Anne Dalke's picture

Playing with Chinatown

Yancy--
What a rich analysis of your experience! You really do use Flanagan's ideas to illuminate what happened to you, and to explain how and why Chinatown "works" the way it does, how "outmoded" it is, both for Chinese immigrants and Chinese visitors.

I'm curious to hear more about your thought that Chinatown is a form of play, or critical play, in Philadelphia. In what sense might it reinforce or interrogate the status quo?

What might be your "next step" in this line of thinking?

How to follow this line of research?

Do you want to learn more about the history of the establishment of Chinatowns in this country?

Or of this one in Philadelphia in particular?

Cathy Zhou's picture

Yancy selected her experience

Yancy selected her experience in Chinatown and used Flanagan's statements of complexity of play environment to prove her points.She started with her own experiences in Chinatown,where she found it a place different from real China.But as Chinatown is a place built in another country,due to the lack of information and influence by the outer world,it became a the old,twisted China.She connected her artical with critical play by defining the act of building a Chinatown "play" and people building it "artists".The whole town is an art piece in which Chinese trying to create a familiar space in an unfamiliar environment.

She added her feelings in the middle of her consistent experience and as the timeline developed, more experiences and thoughts come out of the essay.

Her experience totally revoked my feelings in Chinatown, as I see those Chinese gathered there,with the complex feeling of both the familiar and the unfamiliar pop up, I realized I am not home.

Phoenix's picture

reply

Yancy compared the existence of Chinatown with Flanagan's description of play spaces, also referred to as 'magic circles'. She described the act of creating a small part of China within another country as an act of critical play designed to preserve Chinese culture among immigrants, but one which failed due to the fact that the creators of Chinatown are not in contact with China.

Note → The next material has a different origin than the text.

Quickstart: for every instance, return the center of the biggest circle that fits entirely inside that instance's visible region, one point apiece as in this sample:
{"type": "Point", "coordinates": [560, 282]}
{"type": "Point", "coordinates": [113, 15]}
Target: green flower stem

She began the paper by describing her hopes for Chinatown as a home away from home, detailed her disappointment with its failings, and ended by revealing Chinatown as a game.

As an American born, I do not know firsthand the pain of leaving your country to live in another, or of finding your culture misrepresented by those you trusted to represent it. I did know that many 'ethnic' foods in the United States are altered from the original recipe so as to be nearly unrecognizable, but never would it have occurred to me to see as a game the way people try to preserve their culture wherever they are.